He also somehow manages to avoid saying something stupid, like, 'People sure do love fucking with your mind,' although the temptation is assuredly strong, when she covers the bit about the psychic. A slight nod to acknowledge the favor she intends to ask.

Quite a litany of efforts, spanning more than just a handful of individuals and comprised of more than just a few moments of violence. He's silently contemplating that when she turns the tables and asks for a recounting of his end of things, which has his lips parting. He looks at her a long moment, then clears his throat and puts on a thin smile. "Well, you know. It was only Limbo, for starters." Mostly, anyway; he'd been further down below for a time, but why complicate the issue? "'tanna developed a way to pull things in and out of her phone if she takes a picture of them. Handy little spell. She didn't want to carry her books all over campus. We were pillaging her social media for pictures of food, at least for the first four days. We, eh." He pauses, digs the tip of his tongue into his back teeth with his mouth closed, squinting at the memory, choosing his words carefully. "We were separated after that." There's more to that story, but his tone is quiet and blank, suggesting reluctance to delve into the details. "She spent most of the time after that finding our way out, and I was…caught up in politics, I suppose. Eventually, my host got tired of my company and loaned me out to Mammon as bait to tempt Zatanna. 'e wants her soul, you see. She pulled off a brilliant little trick that let her get me free, and then we made a sprint for the exit, all of Mammon's forces on our heels. It was at least another week of travelling. It's not the same amount of time in there as it is out here. Here it was a month. There it was — it was two at least. Maybe more. I lost track, a bit. But we were lucky, Jones, more than anything. Things might have been much worse."

—-

Its his story to tell or not to tell, and it's Jessica's turn to listen. She frowns at a few intervals, but doesn't interrupt. She smiles, though, once, at Zee's social media trick. That's such a…such a teen bit of magic, really, but it seemed to have come in handy. Brilliant, but also iconic to her age and generation.

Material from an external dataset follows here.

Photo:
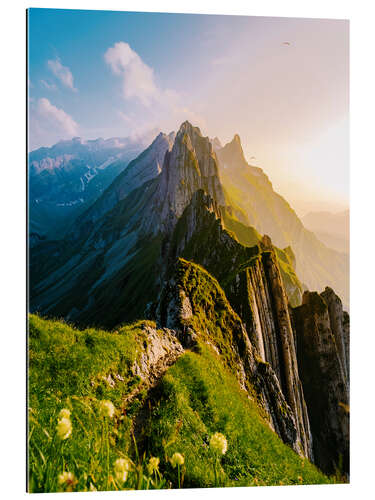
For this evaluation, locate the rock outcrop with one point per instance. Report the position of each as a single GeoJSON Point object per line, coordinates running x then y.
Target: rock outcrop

When he finishes she doesn't ask clarifying questions, figuring she's gotten as much as she really has a right to get. Maybe more.

"Hooray for luck then," she says, instead. "I'd remembered that, about Mammon, and Zee. It kept me up a few nights." She shakes her head, and some of the self-recrimination he'd predicted for her enters her eyes. But where before she might have addressed it, lept in with apologies, let it twist her about…this time? She just lets it come, feels it, then lets it pass. "Can't bank on it, but sure is nice when it's working."

The politics of the afterlife. Oof. She feels like only John Constantine would basically end up in Limbo or Hell or whatever and end up wrapped up in politics.

As for her mind yes, it's probably to the best he doesn't say it. Then again, given she can bench press a car it might make sense. Things tend to balance out, swapping weaknesses for strengths. And her mind has been beaten on and wounded quite a few times. There are those who can sniff such things, much as any predator might sniff out the prey that's limping.

Either way, Jessica falls into silence for a moment, opening the top of her Coke so she can take in a mouthful of ice. She crunches it, absorbing all he's said. "It's really good to have you both back," is all she says after that. "I should feel bad that I'm basically asking you to do a bunch of work for me now that you are back, because that hardly seems a fitting welcome." She suddenly smirks. "Except I know damn well you like the work, and mostly thrive when you have useful things to do." She's kind of ribbing him, and kind of serious. "Not that I expect you to spring right up now and do any of it. Chas would have both our hides, and he's scary when he's angry." That's teasing too, because Chas' anger is certainly something Jones is not particularly afraid of…and yet.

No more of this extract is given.